Kanzi, the bonobo chimp, is one of many examples illustrating ability for animal language. Kanzi’s mother was in a language learning study, and was taught to communicate via symbols on a computer (lexigrams). Researchers were not trying to teach Kanzi as he was a baby at the time, but he was present with his mother during the study. Later, researchers decided to test Kanzi as well, who ended up performing better than his mother. With much training, Kanzi was able to perform as well as Alia, an untrained two-year old girl (Figure 1 below). However, he was never able to develop the language skills of a five or six-year-old.
Figure 1. Task comparison between Kanzi and Alia.
Children are able to grasp vast amounts of psycholinguistic knowledge. For example, babbling occurs in the four to ten month old range. A great amount of phonological development takes place in their first year. One-year-old infants can discriminate all phonemes of all languages. However, these discriminations are gradually lost if they are not important to the native language. During their first year, infants reach the one-word stage. By age two, they are at the two-word stage. Past two years, language rapidly develops into complete sentences. By age five, kids know up to 15,000 words.
However, this rapid learning occurs only during the critical period. Those that learn a language past the age of ten to twelve never gain native ability.
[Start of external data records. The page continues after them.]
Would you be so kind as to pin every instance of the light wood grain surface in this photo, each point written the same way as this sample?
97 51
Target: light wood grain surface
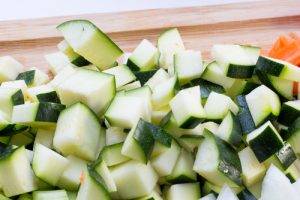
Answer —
257 23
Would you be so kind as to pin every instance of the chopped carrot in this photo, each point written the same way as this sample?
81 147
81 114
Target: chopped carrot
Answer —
295 88
81 177
287 47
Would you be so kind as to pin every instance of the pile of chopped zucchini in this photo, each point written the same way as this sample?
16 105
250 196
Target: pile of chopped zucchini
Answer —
158 123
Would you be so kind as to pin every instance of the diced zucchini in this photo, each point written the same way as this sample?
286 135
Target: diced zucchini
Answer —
24 138
85 86
47 195
283 87
230 129
154 195
44 114
213 73
33 77
90 42
70 178
188 191
294 136
134 179
16 175
297 186
275 177
165 162
9 68
263 104
188 65
102 169
48 165
158 115
160 76
139 143
140 140
92 187
74 57
256 189
17 84
57 62
78 132
9 97
163 93
112 154
145 76
286 155
144 57
169 124
23 197
253 171
206 87
134 104
227 193
290 111
239 63
210 188
210 196
292 173
244 115
62 75
115 135
186 107
72 195
218 162
130 86
265 134
217 106
190 142
183 170
168 43
278 68
246 195
44 137
123 75
43 93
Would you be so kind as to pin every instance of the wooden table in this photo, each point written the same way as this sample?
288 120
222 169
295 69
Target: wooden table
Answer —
257 23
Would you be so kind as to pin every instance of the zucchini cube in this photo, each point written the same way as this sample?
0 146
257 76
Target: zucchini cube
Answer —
264 141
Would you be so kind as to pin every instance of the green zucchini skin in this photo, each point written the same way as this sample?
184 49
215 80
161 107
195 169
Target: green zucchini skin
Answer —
144 137
265 144
27 76
230 164
80 61
286 155
146 134
269 66
246 195
249 86
48 112
49 97
288 115
236 133
244 115
144 76
132 66
240 71
18 98
206 87
12 129
263 77
191 122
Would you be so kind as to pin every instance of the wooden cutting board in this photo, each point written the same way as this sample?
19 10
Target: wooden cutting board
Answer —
257 23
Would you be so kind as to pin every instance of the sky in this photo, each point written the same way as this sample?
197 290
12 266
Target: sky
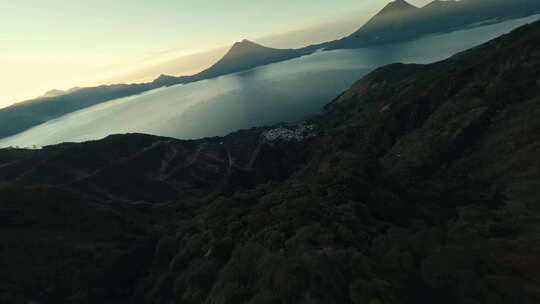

Learners of non-verbal language, such as sign language, also show critical period effects. Drastic problems of language can result in those that were raised in social isolation, to where they never learn language with native ability. Even more extreme linguistic impairment can result due to brain damage. Since there are not very many animal models for language, much was learned from studies of patients with brain damage and from neuroimaging studies.